Ella ya no lloraba y un rubor airado volvía a teñirle las mejillas.

—Ya lo sé —admitió Gavin—. Es muy triste.

—No sé si lo es —repuso Mary, aún enfadada—. ¿Por qué ha de pagar Pagford las facturas de los Prados? Barry sólo veía una cara de la moneda. Pensaba que todos los habitantes de los Prados eran como él. Creía que Krystal Weedon era como él, pero no es cierto. Nunca se le ocurrió que la gente de los Prados fuera feliz donde estaba.

—Ya —dijo Gavin, alegrándose de que ella no compartiera las opiniones de Barry, y tuvo la sensación de que la sombra de su tumba ya no se cernía sobre ellos—. Entiendo lo que quieres decir. Por lo que he oído sobre Krystal Weedon…

—Barry le dedicaba más tiempo y atención que a sus propias hijas —prosiguió Mary—. Y ella no puso ni un penique para su corona de flores. Me lo contaron las niñas. Participaron todas las del equipo de remo menos Krystal. Y tampoco acudió a su funeral, después de todo lo que Barry había hecho por ella.

—Ya, bueno, eso demuestra…

—Lo siento, pero no puedo dejar de pensar en todo eso —lo interrumpió ella, furibunda—. No puedo dejar de pensar que él habría querido que yo tomara su relevo en atender a la maldita Krystal Weedon. No consigo superarlo. Todo su último día, y le dolía la cabeza y no hizo nada por remediarlo… ¡Pasó todo el último día de su vida escribiendo aquel maldito artículo!

—Sí, lo sé. —Y, con la sensación de poner un vacilante pie en un endeble puente de cuerda, añadió—: Es algo típicamente masculino. Miles es igual. Samantha no quería que se presentara como candidato al concejo, pero él se obstinó. Hay tíos a los que les encanta tener un poco de poder…

—Barry no estaba en esto por el poder —dijo Mary, y Gavin se apresuró a dar marcha atrás.

—No, no, Barry no. Él hacía todo eso por…

—No podía evitarlo —zanjó Mary—. Creía que todo el mundo era como él, que si les echabas una mano se volvían mejores.

—Ya, pero la cuestión es que hay otros a los que les vendría bien que les echaras una mano, a los de casa…

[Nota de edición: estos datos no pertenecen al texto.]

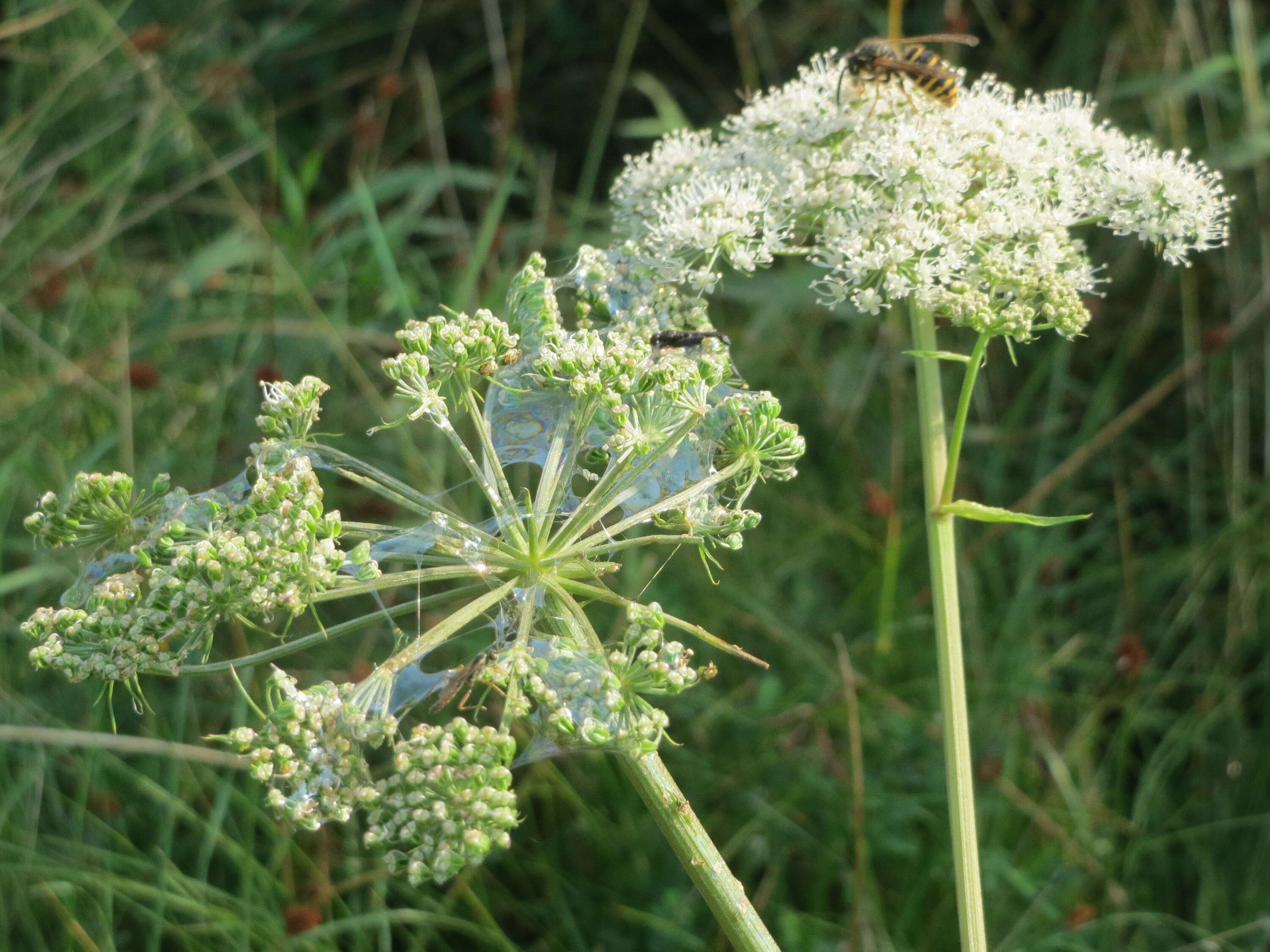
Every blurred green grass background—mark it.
[0,0,1270,952]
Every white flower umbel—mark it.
[612,53,1229,339]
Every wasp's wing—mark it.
[874,56,956,79]
[881,33,979,46]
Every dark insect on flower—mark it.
[282,904,321,935]
[648,330,732,347]
[837,33,979,105]
[432,650,498,711]
[128,360,163,390]
[128,23,171,53]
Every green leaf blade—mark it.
[939,499,1093,526]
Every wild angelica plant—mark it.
[24,256,803,949]
[605,52,1231,952]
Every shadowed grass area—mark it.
[0,0,1270,952]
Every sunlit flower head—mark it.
[612,53,1229,339]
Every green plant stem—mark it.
[909,303,988,952]
[547,581,780,952]
[935,334,992,504]
[620,754,780,952]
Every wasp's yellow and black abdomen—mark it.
[904,44,959,105]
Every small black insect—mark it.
[648,330,732,347]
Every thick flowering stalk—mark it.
[610,53,1231,952]
[28,255,803,952]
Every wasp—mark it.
[837,33,979,105]
[648,330,732,347]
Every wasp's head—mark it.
[847,42,894,76]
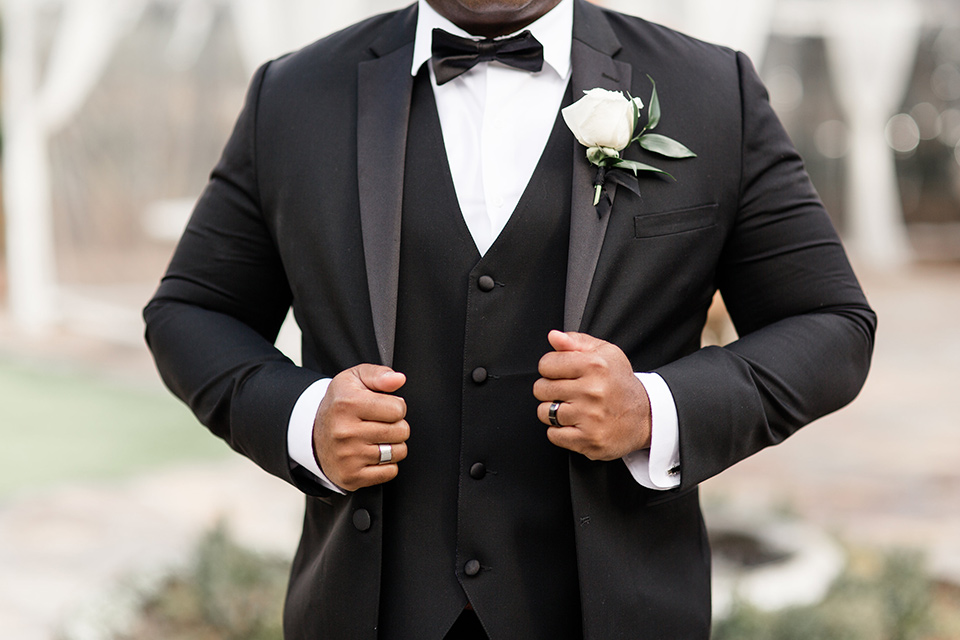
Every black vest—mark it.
[379,72,581,640]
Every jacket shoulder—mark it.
[265,7,416,89]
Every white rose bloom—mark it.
[562,89,643,151]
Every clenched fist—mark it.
[533,331,651,460]
[313,364,410,491]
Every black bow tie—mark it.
[432,29,543,84]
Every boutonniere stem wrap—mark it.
[562,76,697,217]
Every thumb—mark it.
[356,364,407,393]
[547,330,603,351]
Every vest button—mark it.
[477,276,497,291]
[463,560,480,577]
[353,509,373,531]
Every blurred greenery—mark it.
[123,525,960,640]
[712,550,960,640]
[119,524,290,640]
[0,360,229,499]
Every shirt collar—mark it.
[410,0,573,78]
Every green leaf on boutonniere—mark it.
[638,133,697,158]
[647,75,660,130]
[614,160,676,180]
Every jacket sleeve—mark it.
[144,65,325,493]
[657,54,876,491]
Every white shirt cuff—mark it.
[287,378,345,495]
[623,373,680,491]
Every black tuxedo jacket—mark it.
[145,0,875,640]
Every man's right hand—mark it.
[313,364,410,491]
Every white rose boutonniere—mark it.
[562,76,697,215]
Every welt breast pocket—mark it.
[633,204,719,238]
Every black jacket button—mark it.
[353,509,373,531]
[477,276,497,291]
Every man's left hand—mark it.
[533,331,651,460]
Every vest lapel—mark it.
[563,0,633,331]
[357,6,417,366]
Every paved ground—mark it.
[0,267,960,640]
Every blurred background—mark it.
[0,0,960,640]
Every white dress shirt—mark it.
[287,0,680,491]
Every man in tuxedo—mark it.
[145,0,875,640]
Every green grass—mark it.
[0,361,229,499]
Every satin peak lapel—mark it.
[563,0,633,331]
[357,6,417,367]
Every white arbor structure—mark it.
[2,0,944,340]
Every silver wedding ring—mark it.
[547,400,563,427]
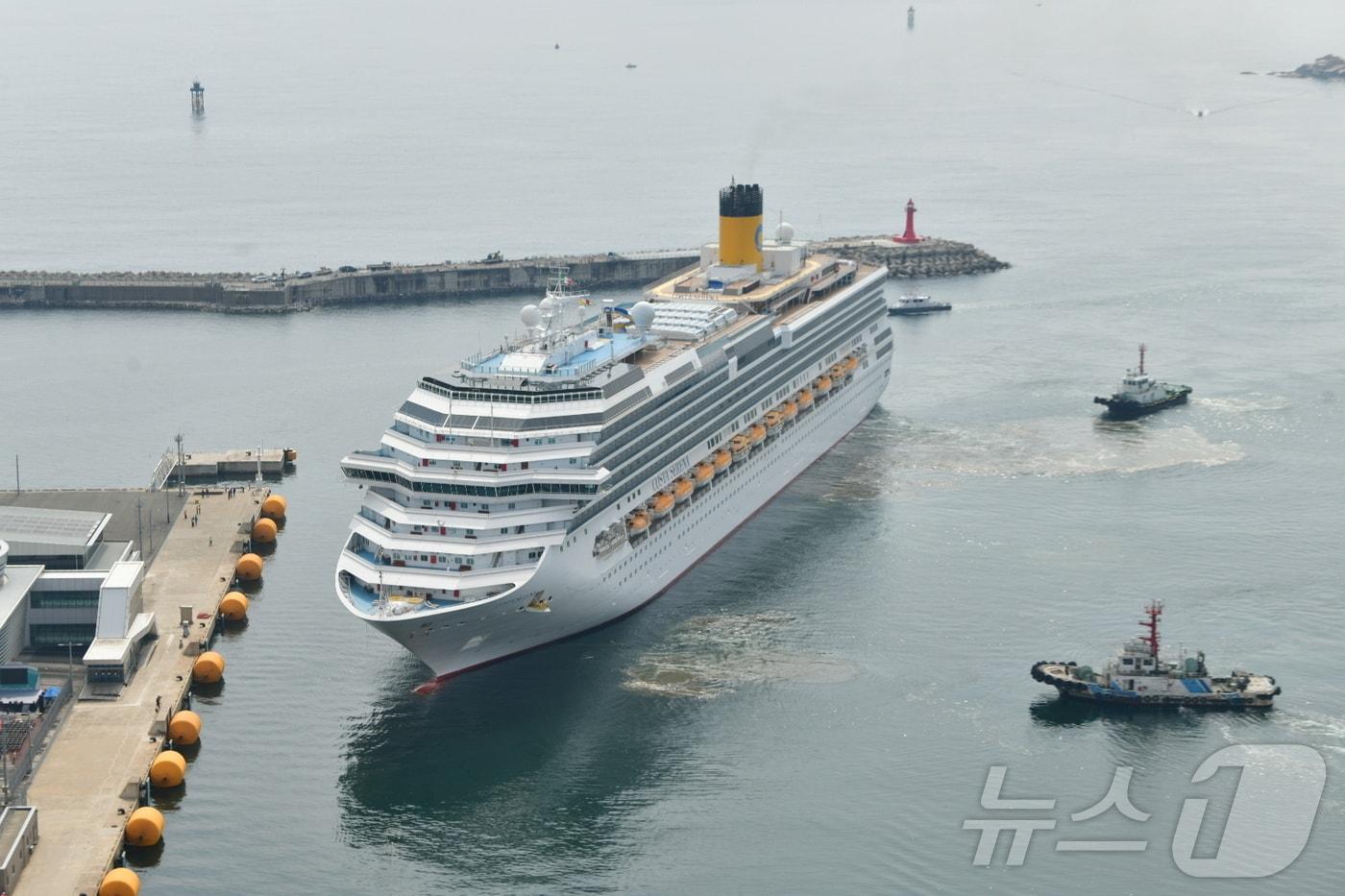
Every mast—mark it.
[1139,600,1163,659]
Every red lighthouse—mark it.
[892,199,920,242]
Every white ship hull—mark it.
[337,350,892,679]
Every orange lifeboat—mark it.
[647,491,676,520]
[692,460,714,489]
[672,476,696,504]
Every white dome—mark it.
[631,302,658,331]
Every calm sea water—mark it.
[0,0,1345,895]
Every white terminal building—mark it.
[0,506,158,684]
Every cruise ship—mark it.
[336,184,892,681]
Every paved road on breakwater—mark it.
[0,237,1008,313]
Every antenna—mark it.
[1139,600,1163,659]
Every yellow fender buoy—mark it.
[98,868,140,896]
[261,496,289,520]
[219,591,248,621]
[253,517,279,545]
[191,650,225,685]
[127,806,164,846]
[149,749,187,787]
[234,554,266,581]
[168,709,201,747]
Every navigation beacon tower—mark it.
[892,199,920,242]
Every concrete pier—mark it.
[19,489,268,896]
[0,237,1009,313]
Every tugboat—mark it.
[888,296,952,315]
[1093,346,1190,420]
[1032,600,1281,709]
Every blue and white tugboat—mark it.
[888,293,952,316]
[1093,346,1190,420]
[1032,600,1279,709]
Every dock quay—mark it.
[155,448,299,484]
[0,473,291,896]
[0,237,1009,313]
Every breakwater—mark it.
[0,237,1009,313]
[813,237,1009,278]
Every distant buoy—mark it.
[149,749,187,787]
[98,868,140,896]
[191,650,225,685]
[127,806,164,846]
[234,554,265,581]
[219,591,248,621]
[261,496,289,520]
[253,517,277,545]
[168,709,201,747]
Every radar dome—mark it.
[631,302,658,332]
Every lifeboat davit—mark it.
[692,460,714,489]
[647,491,676,520]
[672,476,696,504]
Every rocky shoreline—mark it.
[1270,53,1345,81]
[813,237,1010,279]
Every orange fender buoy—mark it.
[191,650,225,685]
[98,868,140,896]
[253,517,279,545]
[149,749,187,787]
[127,806,164,846]
[219,591,248,621]
[234,554,266,581]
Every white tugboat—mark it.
[1032,600,1281,709]
[1093,346,1190,420]
[888,295,952,315]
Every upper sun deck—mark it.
[449,246,877,393]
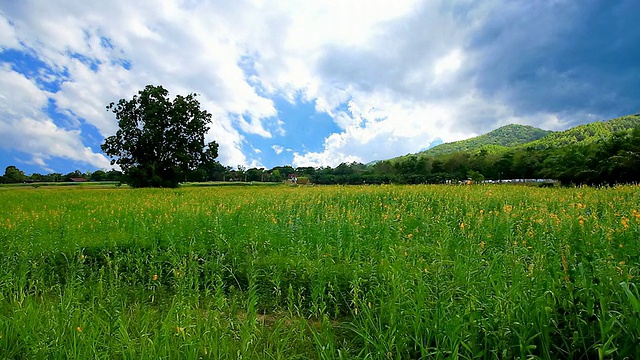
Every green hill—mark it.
[418,124,553,156]
[389,114,640,162]
[519,114,640,150]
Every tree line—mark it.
[5,127,640,185]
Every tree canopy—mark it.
[101,85,218,187]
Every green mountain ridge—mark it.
[388,114,640,162]
[418,124,553,156]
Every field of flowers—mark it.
[0,185,640,359]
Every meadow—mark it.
[0,185,640,359]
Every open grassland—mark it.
[0,186,640,359]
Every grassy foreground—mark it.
[0,186,640,359]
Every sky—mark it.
[0,0,640,174]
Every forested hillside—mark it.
[418,124,553,156]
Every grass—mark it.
[0,185,640,359]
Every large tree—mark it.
[102,85,218,187]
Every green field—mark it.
[0,185,640,359]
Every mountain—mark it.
[520,114,640,150]
[418,124,553,156]
[389,113,640,162]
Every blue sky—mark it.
[0,0,640,174]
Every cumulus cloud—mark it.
[271,145,284,155]
[0,67,110,168]
[0,0,640,172]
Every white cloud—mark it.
[0,13,20,50]
[0,67,110,168]
[0,0,637,172]
[271,145,284,155]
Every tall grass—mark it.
[0,186,640,359]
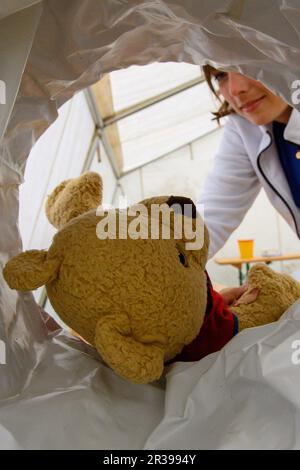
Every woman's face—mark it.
[213,70,292,125]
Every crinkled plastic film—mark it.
[0,0,300,449]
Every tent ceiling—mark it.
[93,63,217,173]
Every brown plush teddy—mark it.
[3,173,300,383]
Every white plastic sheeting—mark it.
[0,0,300,449]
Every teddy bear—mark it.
[3,172,300,383]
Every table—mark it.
[214,253,300,286]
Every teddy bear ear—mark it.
[46,171,103,229]
[3,250,59,291]
[167,196,209,268]
[95,314,164,384]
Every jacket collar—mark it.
[258,108,300,147]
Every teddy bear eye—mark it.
[178,253,188,268]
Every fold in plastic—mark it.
[0,0,300,449]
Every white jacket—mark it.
[198,109,300,257]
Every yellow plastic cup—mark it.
[238,240,254,259]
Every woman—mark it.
[199,65,300,257]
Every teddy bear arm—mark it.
[95,314,164,383]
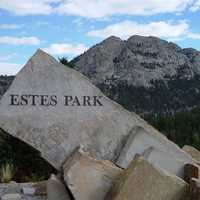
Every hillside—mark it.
[71,36,200,114]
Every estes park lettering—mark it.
[10,94,103,106]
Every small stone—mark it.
[184,163,200,183]
[183,145,200,163]
[47,175,70,200]
[142,147,191,178]
[1,194,21,200]
[63,149,122,200]
[189,178,200,200]
[105,157,187,200]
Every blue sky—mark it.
[0,0,200,74]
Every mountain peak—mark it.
[104,35,122,42]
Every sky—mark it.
[0,0,200,75]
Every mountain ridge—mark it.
[0,35,200,115]
[71,35,200,114]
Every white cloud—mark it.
[0,0,198,18]
[44,43,88,56]
[0,24,20,29]
[0,62,21,75]
[56,0,193,18]
[190,0,200,12]
[0,36,41,45]
[87,21,200,39]
[0,0,60,15]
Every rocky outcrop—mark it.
[0,50,193,174]
[63,149,122,200]
[106,157,187,200]
[72,35,200,114]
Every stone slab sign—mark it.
[1,194,21,200]
[63,149,122,200]
[0,181,47,200]
[0,50,196,170]
[105,157,187,200]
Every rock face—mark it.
[63,147,122,200]
[0,50,195,169]
[0,76,14,99]
[47,175,71,200]
[117,127,195,175]
[0,181,47,200]
[72,35,200,114]
[183,145,200,162]
[106,157,187,200]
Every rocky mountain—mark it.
[0,35,200,115]
[72,35,200,114]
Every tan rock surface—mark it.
[47,175,70,200]
[106,157,187,200]
[63,150,122,200]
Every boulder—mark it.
[184,163,200,183]
[183,145,200,163]
[0,50,195,170]
[105,157,187,200]
[63,149,122,200]
[117,126,195,169]
[47,175,70,200]
[188,178,200,200]
[1,193,22,200]
[142,147,189,178]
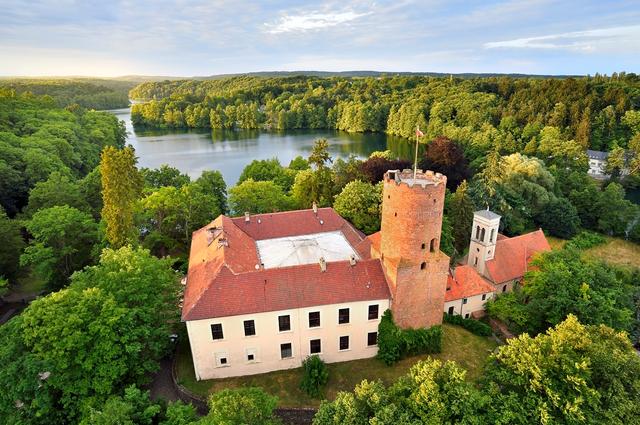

—¡Pues sí, exactamente! —exclamó Mary, y rompió a llorar otra vez.

—Mary… —Gavin se levantó para acercarse a ella (ya estaba en medio del puente de cuerda, sintiendo una mezcla de pánico y expectación)—. Oye, ya sé que ha pasado poco tiempo… poquísimo, pero conocerás a otra persona.

—¿A mis cuarenta y con cuatro hijos?… —sollozó.

—Hay muchos hombres… —empezó él, pero por ahí no iba bien; mejor no hacerle creer que tenía muchas opciones, así que se corrigió—: Al hombre adecuado no le importará que tengas hijos. Además, son unos chicos estupendos, acogerlos sería un placer para cualquiera.

—Oh, Gavin, eres un encanto —repuso ella, y volvió a secarse las lágrimas.

Él le rodeó los hombros con un brazo y Mary no lo rechazó. Permanecieron así, de pie y en silencio, mientras ella se sonaba la nariz, y cuando Gavin notó que hacía ademán de apartarse, dijo:

—Mary…

—¿Qué?

—Tengo que… Mary, creo que estoy enamorado de ti.

Por unos segundos experimentó el sublime orgullo del paracaidista que se arroja al espacio ilimitado.

Entonces ella retrocedió bruscamente.

—Gavin…

—Lo siento —dijo él, alarmado ante el rechazo que vio en su cara—. Quería que lo supieras por mí. Le dije a Kay que ése era el motivo por el que rompía con ella, y temía que te enteraras por otra persona. Habría esperado meses para decírtelo. Años —añadió, tratando de que sonriera de nuevo, de que volviera a pensar que él era un encanto.

Pero Mary negaba con la cabeza, con los brazos cruzados.

—Gavin, yo nunca, nunca…

—Olvida lo que he dicho —dijo él como un tonto—. Olvídalo y ya está.

—Creía que lo entendías.

Gavin concluyó que debería haber sabido que a Mary la ceñía la protectora armadura invisible del duelo.

—Y lo entiendo —mintió—. No pensaba decírtelo, sólo que…

—Barry siempre dijo que yo te gustaba.

—No, no —respondió él, desesperado.

—Gavin, creo que eres un hombre muy agradable —dijo ella casi sin aliento—. Pero no… Quiero decir, aunque no estuviera…

—No —la interrumpió él en voz alta, tratando de ahogar sus palabras—. Lo comprendo. Oye, me voy a ir yendo.

—No hace falta que…

Pero ahora él casi la odiaba. Había entendido lo que trataba de decirle: «Aunque no estuviera llorando a mi marido, te rechazaría.»

La visita de Gavin había sido tan breve que cuando Mary, un poco temblorosa, tiró el café que él no se había tomado, todavía estaba caliente.